Bivariate analysis for factors associated with prevalent tuberculosis
Bivariate analysis of factors associated with prevalent TB is presented in Table 2. All variables were dichotomized. Patients with TB were significantly more likely to belong to lower social class (P = 0.02). There was no statistically significant relationship between prevalent TB and age (P = 0.77), gender (P = 0.08), location of residence (P = 0.50), current alcohol use (P = 0.81), or having ever smoked (P = 0.09).

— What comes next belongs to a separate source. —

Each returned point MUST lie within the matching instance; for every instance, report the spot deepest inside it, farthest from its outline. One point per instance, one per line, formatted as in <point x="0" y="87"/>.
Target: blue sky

|Variable||OR (95% CI)||P|
|Demographic/health behavior factors|
|Age (=40 vs. >40 years)||1.1(0.5-2.6)||0.77|
|Gender (male vs. female)||2.0(0.9-4.6)||0.08|
|Social class (4 and 5 vs. 1-3)||2.9(1.2-7.5)||0.02|
|Residence (Rural vs. Urban)||0.7(0.3-1.7)||0.50|
|Ever smoked versus never smoked||2.6(0.7-8.1)||0.09|
|Current alcohol use (yes vs. no)||1.1(0.4-2.8)||0.81|
|HIV severity and treatment factors|
|Baseline WHO clinical stage (III/IV||7.0(3.0-17.6)||<0.001|
|HIV duration (<3 vs. =3 years)||2.0(0.89-4.5)||0.08|
|HAART duration (<35 vs. =35 months)||0.4(0.2-1.0)||0.05|
|HAART nonadherence (yes vs. no)||59.2 (15.7-381.9)||<0.001|
|Baseline CD4 count (<200 vs.||29.5(5.4-620.0)||<0.001|
|Current CD4 count (<200 vs.||10.0(4.2-25.5)||<0.001|
|Other clinical factors|
|BMI (<18.5 vs. =18.5 kg/m2)||6.6(2.7-15.8)||<0.001|
|Baseline hemoglobin (<10 vs.=10 g/dl)||8.1(3.4-19.8)||<0.001|
|Current hemoglobin (<10 vs. =10 g/dl)||12.4(5.1-30.5)||<0.001|
|Previous TB (yes vs. no)||5.3(2.3-12.4)||<0.001|
BMI: Body mass index, TB: Tuberculosis, HAART: Highly active antiretroviral therapy, OR: Odds ratio, WHO: World Health Organization, CI: Confidence interval
Table 2: Factors associated with prevalent tuberculosis in HIV-infected patients on highly active antiretroviral therapy (bivariate analysis)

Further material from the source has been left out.